"For those who while pretending to cite the faith confessed at Nicaea, venture to blaspheme the Holy Spirit, deny Arianism in words only, while in thought they return to it." - Church in ANtioch
Macedonianism (Also called Pneumomatomachianism or Tropicianism) is the belief that the Holy Spirit is not an eternal member of the Godhead, but instead a being or force created by God the Father.
Macedonianism is very similar to Arianism, which claims that Jesus is a creation of God rather than an eternal member of the Godhead. In fact, many Macedonians are also Arians and vice versa.
Why is it Heresy?
Macedonianism is heresy because it denies the divinity of the Holy Spirit and the doctrine of the Trinity.
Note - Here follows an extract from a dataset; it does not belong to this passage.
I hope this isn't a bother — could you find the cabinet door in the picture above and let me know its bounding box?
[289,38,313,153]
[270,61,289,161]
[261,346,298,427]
By doing these two things, Macedonianism is setting up an idol and worshipping a false god.
Macedonianism is named after its founder, Macedonius of Constantinople.
Macedonianism was first taught by Macedonius in the 360s, near the end of his life. Most of the followers of Macedonius rejected Arianism, but also rejected the orthodox view that was proclaimed at Nicea. Many of the Macedonians decieved believers by merely claiming "We believe in the Holy Ghost," similar how to a Catholic may say, "We don't worship Mary," or how a Mormon may say, "We believe in Jesus." Serapion of Thumis noticed the growth of this heresy within Alexandria and told his friend, a popular teacher named Athanasius, about this. This lead to Macedonianism being condemned at the Council of Alexandria in 362 AD, which was lead by Athanasius and Eusebius. The Church in Antioch sent a letter out condemning, "those who say that the Holy Spirit is a creature and separate from the essence of Christ." It continued, "For those who while pretending to cite the faith confessed at Nicaea, venture to blaspheme the Holy Spirit, deny Arianism in words only, while in thought they return to it." Despite this, the heresy grew. Another council was held in Antioch in 363, also condemning Macedonianism. Throughout the 370s, the Eastern Church started to heavily condemn Macedonianism. Amphilochius of Iconium, Basil of Caesarea, and Gregory of Nyssa all pushed for the elimination of this heresy. By the 400s, the heresy had started to die off.
In the 1700s, the Socians taught both Arianism and Macedonianism. They claimed that both Jesus and the Holy Spirit were merely creations of the Father. During the same century, the Moravians, a dangerous Theoerosist sect, taught that the Holy Spirit was born in the wound at Jesus's side where he was stabbed with a spear.
In modern times, this heresy is still promoted by the Jehovah's Witnesses.